Ligi piłkarskie 2014/15
Pierwsza ekipa Mazovii już zakończyła swoje rozgrywki ligowe w tym sezonie. W sobotę w południowym upale walczyła na własnym stadionie z drużyną Błękitnych Gąbin o ostatnie punkty. Dzień później do Mińska Mazowieckiego zawitała Tęcza Stanisławów, która w siedleckiej klasie A walczy o utrzymanie się na premiowanej awansem trzeciej pozycji
Wątłe nadzieje
Mecz z gośćmi z Gąbina miał nietypowy scenariusz. Gospodarze bowiem bardzo szybko doprowadzili do wysokiego prowadzenia i utrzymali je do końca spotkania.
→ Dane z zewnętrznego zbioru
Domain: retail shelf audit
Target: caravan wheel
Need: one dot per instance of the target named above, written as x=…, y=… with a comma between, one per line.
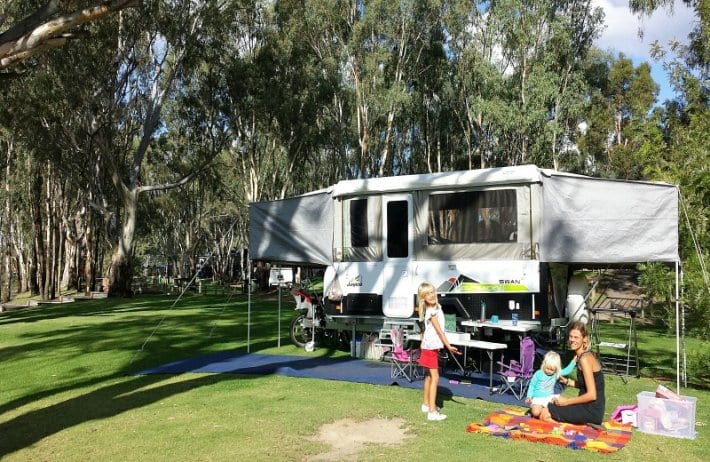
x=300, y=335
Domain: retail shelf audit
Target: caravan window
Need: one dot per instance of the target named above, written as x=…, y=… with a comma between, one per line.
x=471, y=217
x=397, y=229
x=361, y=236
x=358, y=223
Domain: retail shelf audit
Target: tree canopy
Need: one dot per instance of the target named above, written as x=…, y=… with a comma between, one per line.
x=147, y=138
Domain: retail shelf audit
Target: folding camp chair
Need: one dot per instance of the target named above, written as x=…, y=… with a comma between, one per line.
x=403, y=362
x=516, y=374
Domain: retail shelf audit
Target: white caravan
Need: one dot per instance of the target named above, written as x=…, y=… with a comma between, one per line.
x=502, y=237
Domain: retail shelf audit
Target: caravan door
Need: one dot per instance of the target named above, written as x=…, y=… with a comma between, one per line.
x=398, y=236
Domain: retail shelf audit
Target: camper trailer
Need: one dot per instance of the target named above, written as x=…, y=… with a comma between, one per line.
x=499, y=241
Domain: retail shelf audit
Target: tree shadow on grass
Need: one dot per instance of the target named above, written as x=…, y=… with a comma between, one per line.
x=31, y=427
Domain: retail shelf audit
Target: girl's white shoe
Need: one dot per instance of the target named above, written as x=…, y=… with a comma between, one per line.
x=435, y=416
x=425, y=408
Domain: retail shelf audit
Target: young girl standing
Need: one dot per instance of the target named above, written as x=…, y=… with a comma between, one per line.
x=433, y=340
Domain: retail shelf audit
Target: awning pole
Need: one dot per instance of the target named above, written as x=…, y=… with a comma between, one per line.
x=248, y=284
x=677, y=328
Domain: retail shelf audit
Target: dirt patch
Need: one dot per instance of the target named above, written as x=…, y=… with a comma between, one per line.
x=347, y=437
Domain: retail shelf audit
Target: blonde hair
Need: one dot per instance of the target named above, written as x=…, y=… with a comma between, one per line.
x=552, y=361
x=425, y=288
x=581, y=327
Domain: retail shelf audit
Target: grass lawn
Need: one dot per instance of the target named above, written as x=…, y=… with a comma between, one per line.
x=68, y=392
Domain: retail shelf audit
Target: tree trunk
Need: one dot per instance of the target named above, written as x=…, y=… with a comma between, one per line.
x=121, y=271
x=5, y=220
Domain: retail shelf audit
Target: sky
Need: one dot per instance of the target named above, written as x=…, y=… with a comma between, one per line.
x=621, y=35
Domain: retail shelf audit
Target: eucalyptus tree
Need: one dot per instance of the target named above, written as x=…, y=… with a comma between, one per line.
x=518, y=77
x=158, y=52
x=38, y=26
x=686, y=134
x=623, y=132
x=384, y=55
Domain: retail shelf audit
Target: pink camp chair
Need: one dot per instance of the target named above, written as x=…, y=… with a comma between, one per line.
x=403, y=362
x=516, y=374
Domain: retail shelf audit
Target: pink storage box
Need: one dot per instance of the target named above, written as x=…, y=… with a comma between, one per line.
x=666, y=417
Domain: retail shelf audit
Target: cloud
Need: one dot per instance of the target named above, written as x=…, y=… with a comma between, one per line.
x=622, y=27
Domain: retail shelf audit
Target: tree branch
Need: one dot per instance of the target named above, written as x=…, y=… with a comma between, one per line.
x=30, y=35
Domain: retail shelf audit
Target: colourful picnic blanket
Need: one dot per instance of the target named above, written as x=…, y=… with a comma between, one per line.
x=514, y=423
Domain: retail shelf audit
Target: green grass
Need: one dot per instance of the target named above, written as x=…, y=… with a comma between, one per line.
x=68, y=392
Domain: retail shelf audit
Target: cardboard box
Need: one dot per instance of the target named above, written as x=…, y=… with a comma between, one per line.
x=666, y=417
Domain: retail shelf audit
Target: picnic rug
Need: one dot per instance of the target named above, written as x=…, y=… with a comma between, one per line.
x=513, y=423
x=473, y=385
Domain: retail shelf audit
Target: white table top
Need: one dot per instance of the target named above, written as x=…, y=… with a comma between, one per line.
x=506, y=325
x=464, y=339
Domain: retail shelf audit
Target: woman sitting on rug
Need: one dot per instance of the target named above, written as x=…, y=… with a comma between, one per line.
x=588, y=406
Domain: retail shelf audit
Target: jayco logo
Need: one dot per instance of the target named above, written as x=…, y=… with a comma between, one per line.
x=355, y=282
x=509, y=281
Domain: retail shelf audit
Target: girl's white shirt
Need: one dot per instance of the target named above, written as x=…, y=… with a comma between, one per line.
x=430, y=339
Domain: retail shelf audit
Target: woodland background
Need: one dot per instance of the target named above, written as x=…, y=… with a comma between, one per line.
x=135, y=133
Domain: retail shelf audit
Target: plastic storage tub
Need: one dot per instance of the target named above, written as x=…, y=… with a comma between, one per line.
x=666, y=417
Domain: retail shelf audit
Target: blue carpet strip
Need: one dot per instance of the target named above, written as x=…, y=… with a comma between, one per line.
x=473, y=385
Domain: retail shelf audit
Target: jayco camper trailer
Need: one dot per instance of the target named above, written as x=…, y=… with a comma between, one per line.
x=497, y=238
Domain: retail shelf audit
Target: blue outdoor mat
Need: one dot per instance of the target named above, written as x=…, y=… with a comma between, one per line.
x=320, y=367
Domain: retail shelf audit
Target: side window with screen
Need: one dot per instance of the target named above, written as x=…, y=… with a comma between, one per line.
x=470, y=217
x=358, y=223
x=397, y=227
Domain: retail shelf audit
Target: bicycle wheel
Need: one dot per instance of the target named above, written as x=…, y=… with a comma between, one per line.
x=300, y=335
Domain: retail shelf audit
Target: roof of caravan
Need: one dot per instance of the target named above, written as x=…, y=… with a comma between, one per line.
x=522, y=174
x=489, y=176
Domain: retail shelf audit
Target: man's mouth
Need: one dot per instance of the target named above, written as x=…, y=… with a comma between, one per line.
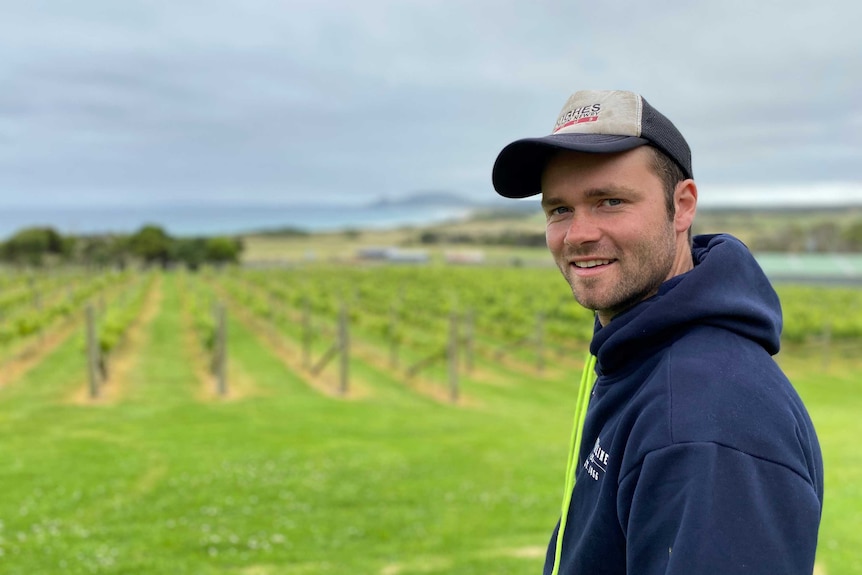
x=591, y=263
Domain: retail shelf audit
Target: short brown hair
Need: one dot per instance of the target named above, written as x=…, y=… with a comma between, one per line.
x=670, y=175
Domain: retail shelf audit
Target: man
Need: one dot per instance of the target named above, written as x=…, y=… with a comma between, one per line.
x=695, y=455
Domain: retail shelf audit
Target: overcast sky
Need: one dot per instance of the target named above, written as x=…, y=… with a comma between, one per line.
x=262, y=101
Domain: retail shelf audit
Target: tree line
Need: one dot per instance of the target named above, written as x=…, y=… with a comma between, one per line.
x=151, y=245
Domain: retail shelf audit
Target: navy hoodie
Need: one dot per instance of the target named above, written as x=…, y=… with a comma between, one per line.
x=698, y=457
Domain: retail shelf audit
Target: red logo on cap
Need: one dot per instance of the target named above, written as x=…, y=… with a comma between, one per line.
x=579, y=116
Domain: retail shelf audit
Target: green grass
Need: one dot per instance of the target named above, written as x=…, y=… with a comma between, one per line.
x=281, y=479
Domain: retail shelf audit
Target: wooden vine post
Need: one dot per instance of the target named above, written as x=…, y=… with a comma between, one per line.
x=344, y=346
x=221, y=349
x=306, y=333
x=341, y=347
x=92, y=352
x=453, y=357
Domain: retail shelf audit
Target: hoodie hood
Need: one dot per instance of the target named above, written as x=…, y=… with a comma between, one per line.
x=726, y=289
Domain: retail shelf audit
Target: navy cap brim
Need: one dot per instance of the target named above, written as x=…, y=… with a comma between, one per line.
x=518, y=169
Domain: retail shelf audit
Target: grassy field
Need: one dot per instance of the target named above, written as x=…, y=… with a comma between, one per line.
x=161, y=475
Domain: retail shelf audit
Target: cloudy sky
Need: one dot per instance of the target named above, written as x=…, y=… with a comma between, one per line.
x=126, y=103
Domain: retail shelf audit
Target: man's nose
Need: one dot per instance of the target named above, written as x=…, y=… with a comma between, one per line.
x=583, y=228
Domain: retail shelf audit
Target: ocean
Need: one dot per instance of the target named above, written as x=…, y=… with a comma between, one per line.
x=207, y=220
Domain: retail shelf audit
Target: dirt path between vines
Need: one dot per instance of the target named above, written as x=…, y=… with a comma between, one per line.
x=125, y=357
x=32, y=355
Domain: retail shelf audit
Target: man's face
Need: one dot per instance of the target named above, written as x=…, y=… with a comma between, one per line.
x=608, y=228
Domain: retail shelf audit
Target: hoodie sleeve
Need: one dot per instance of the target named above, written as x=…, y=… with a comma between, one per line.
x=704, y=509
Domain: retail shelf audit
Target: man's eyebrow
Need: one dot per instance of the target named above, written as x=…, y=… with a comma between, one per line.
x=593, y=193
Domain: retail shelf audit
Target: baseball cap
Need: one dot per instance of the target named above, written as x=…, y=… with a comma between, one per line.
x=593, y=121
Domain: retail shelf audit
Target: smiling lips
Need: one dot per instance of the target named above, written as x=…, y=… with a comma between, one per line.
x=591, y=263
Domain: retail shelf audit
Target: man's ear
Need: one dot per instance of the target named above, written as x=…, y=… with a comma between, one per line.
x=685, y=202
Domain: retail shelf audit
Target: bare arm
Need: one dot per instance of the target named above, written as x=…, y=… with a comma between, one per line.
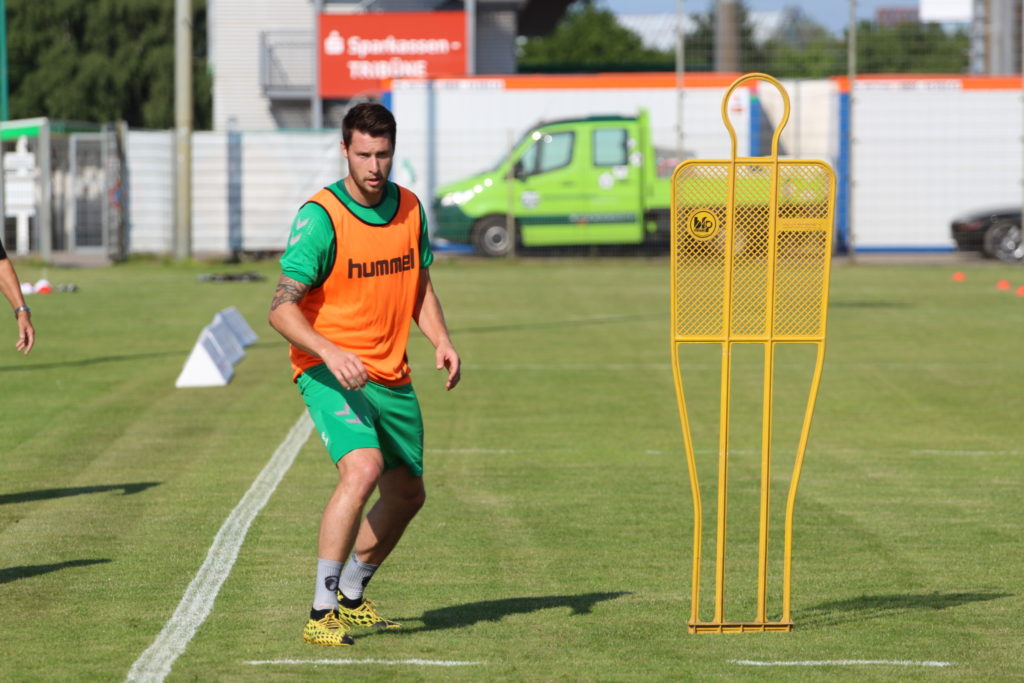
x=430, y=317
x=288, y=319
x=11, y=290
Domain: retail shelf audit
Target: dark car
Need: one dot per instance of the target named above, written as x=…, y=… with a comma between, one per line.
x=995, y=232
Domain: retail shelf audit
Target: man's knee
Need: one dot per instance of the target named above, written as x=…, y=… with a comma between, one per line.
x=360, y=470
x=404, y=492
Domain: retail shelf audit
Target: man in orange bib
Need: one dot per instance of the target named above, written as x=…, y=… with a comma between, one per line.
x=354, y=275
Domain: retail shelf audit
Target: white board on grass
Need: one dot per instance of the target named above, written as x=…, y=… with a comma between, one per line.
x=207, y=365
x=239, y=326
x=224, y=336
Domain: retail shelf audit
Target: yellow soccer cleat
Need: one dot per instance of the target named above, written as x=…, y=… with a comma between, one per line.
x=328, y=630
x=365, y=615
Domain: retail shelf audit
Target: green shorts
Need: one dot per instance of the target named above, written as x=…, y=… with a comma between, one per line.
x=374, y=417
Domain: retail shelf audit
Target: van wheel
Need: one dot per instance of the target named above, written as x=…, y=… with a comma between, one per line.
x=491, y=237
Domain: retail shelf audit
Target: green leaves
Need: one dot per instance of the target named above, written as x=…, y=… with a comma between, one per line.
x=102, y=60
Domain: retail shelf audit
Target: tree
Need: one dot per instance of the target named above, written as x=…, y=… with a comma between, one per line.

Pierwszy gol padł już w 10 minucie, a jego autorem był Daniel Smuga, który wykorzystał dobre dośrodkowanie Piotra Sobótki. Już dwie minuty później mieliśmy kolejną bramkę. Tym razem swoimi umiejętnościami popisał się Karol Wójcik, strzelając głową po podaniu Michała Hermana. Po niecałych 10 minutach od ostatniej bramki było już 3:0. Wynik ustalił Michał Bondara, który wykorzystał błąd bramkarza wybijającego piłkę po strzale Smugi. Do końca meczu gospodarze mieli jeszcze przynajmniej kilka klarownych sytuacji - zabrakło niestety skuteczności, także bramkarz gości spisywał się nienajgorzej. Ekipa Błękitnych wyraźnie straciła zapał do gry i rzadko opuszczała własną połowę boiska, przez większość czasu się broniąc. Mazovia pozostawia więc bardzo dobre wrażenie. Okazuje się także, że to może nie być koniec, bo możliwe są baraże o grę w III lidze. Pozostaje tylko poczekać na decyzję MZPN.
W klasie A toczy się zawzięta walka o trzy pierwsze miejsca w tabeli. Mazovia II podejmując u siebie Tęczę musiała pamiętać, że ewentualna strata punktów może zaowocować spadkiem na drugie miejsce w ostatniej kolejce. Za plecami mają bowiem Płomień, dla którego pozycja wicelidera to za mało. Całą sytuację zaogniał fakt, że stanisławowianom także zależało na zwycięstwie. Z takim nastawieniem przyjechali do Mińska, ale już po kilku minutach meczu zostali skarceni przez gospodarzy. Po szybkiej akcji do bramki trafił bowiem Tomasz Grochowski. Dla Tęczy był to bardzo zły znak, ale nic sobie z niego nie zrobili i przeszli do ofensywy. Do końca pierwszej połowy to goście prezentowali się lepiej. Częściej atakowali, natomiast graczom Mazovii przydarzały się błędy w obronie. Wynik nie ulegał jednak zmianie. Dopiero druga połowa przyniosła wyrównanie. Strzelcem był Jakub Gańko. Obie ekipy miały jeszcze swoje szanse. Najlepszą miała jednak Mazovia, ale Jakub Popławski nie wykorzystał jedenastki.
Taki wynik daje Płomieniowy nadzieję, zwłaszcza że on swój wyjazdowy mecz z Liwią Łochów wygrał. Tęcza natomiast grać będzie u siebie ze swoim bezpośrednim sąsiadem w tabeli. Wszystko rozstrzygnie się więc w ostatniej kolejce.